For the merchants themselves, that’s a boon, as they can make sure that at the POS a variety of financing options exist that move well beyond the confines of installment plans and well beyond just one or two offers. That plethora of choice is enabled by Versatile Credit’s online marketplace of lenders that can align offers according to risk tolerance that are extended in real time at the POS.

Promotional Financing Gains Ground

“Promotional financing is pretty significant these days, and lenders are being more judicious with their decisioning,” Turjan said. “Everybody tightens up their belt a little bit and considers credit risk a bit more aggressively.”

There’s also demand for financing across verticals as wide ranging as home improvement and elective medical procedures, travel and even plumbers, she said. The appeal also ranges across consumer demographics.

“We’re seeing some pretty high-income people take advantage of promotional financing,” she said.

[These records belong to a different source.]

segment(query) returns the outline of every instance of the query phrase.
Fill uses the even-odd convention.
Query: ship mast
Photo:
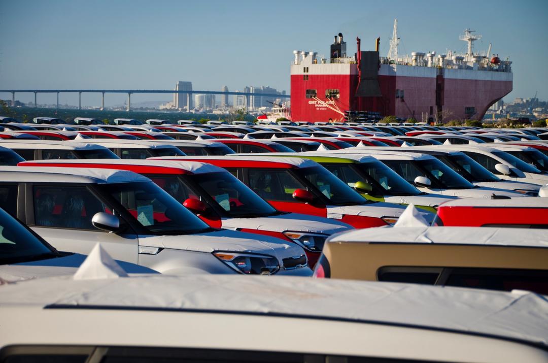
[[[389,59],[398,61],[398,44],[399,44],[399,38],[398,38],[398,19],[394,19],[394,30],[392,32],[392,39],[390,39],[390,49],[386,56]]]
[[[461,35],[459,37],[459,39],[461,41],[464,41],[468,43],[468,52],[466,53],[470,56],[472,56],[472,43],[477,40],[481,39],[481,36],[478,35],[473,35],[472,33],[476,31],[475,30],[470,30],[470,29],[464,30],[464,35]]]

In addition, there’s an increasing need to extend financing to less traditionally credit-worthy consumers, who have a need to get the goods and services they’ve come online or in store to browse. The data-driven analytics and platform model such as on offer through Versatile Credit can offer secondary and tertiary offers that wind up being the ones that seal the deal and make the sale.

As Turjan told Webster: “The person that’s a secondary customer today may be a prime customer tomorrow. So, it’s wise to give them a way to be a buyer in your store and create that loyalty.”

Looking into 2023 and beyond, across Versatile Credit’s platform, there’s particular usefulness to be seen from pre-qualification for various financing offers, so that customers can get through applications seamlessly and with speed. Prequalification, she said, winds up diversifying those offers beyond private label and installment offers — and has the ripple effect of putting control in consumers’ hands, while saving the merchant time and money.

“When you put the application process ahead of the product selection, it makes a world of a difference in ticket sizes because you have an informed consumer and an informed salesperson in the store,” she said.

In the end, with a full stack offer extended to the consumer, credit becomes a critical tool.

For the merchants, she said, “you can use credit to drive the sale or save the sale — but either way it’s a huge driver of revenue.”